Physics-informed neural networks (PINNs) have shown promise in solving various partial differential equations (PDEs). However, training pathologies have negatively affected the convergence and prediction accuracy of PINNs, which further limits their practical applications. In this paper, we propose to use condition number as a metric to diagnose and mitigate the pathologies in PINNs. Inspired by classical numerical analysis, where the condition number measures sensitivity and stability, we highlight its pivotal role in the training dynamics of PINNs. We prove theorems to reveal how condition number is related to both the error control and convergence of PINNs. Subsequently, we present an algorithm that leverages preconditioning to improve the condition number. Evaluations of 18 PDE problems showcase the superior performance of our method. Significantly, in 7 of these problems, our method reduces errors by an order of magnitude. These empirical findings verify the critical role of the condition number in PINNs' training.
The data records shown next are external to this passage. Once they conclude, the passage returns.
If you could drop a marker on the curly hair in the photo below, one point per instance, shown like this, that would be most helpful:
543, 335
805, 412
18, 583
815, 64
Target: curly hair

翻译：物理信息神经网络（PINNs）在求解各类偏微分方程（PDEs）方面展现出潜力。然而，训练病理现象对PINNs的收敛性和预测精度造成了负面影响，进而限制了其实际应用。本文提出以条件数作为指标来诊断和缓解PINNs中的病理问题。受经典数值分析中条件数衡量敏感性与稳定性的启发，我们揭示了条件数在PINNs训练动态中的关键作用。通过定理证明，阐明了条件数与PINNs误差控制和收敛性之间的内在关联。进而提出一种利用预处理改善条件数的算法。在18个偏微分方程问题上的评估表明，本方法具有优越性能。特别在7个问题中，该方法将误差降低了一个数量级。这些实验结果验证了条件数在PINNs训练中的关键作用。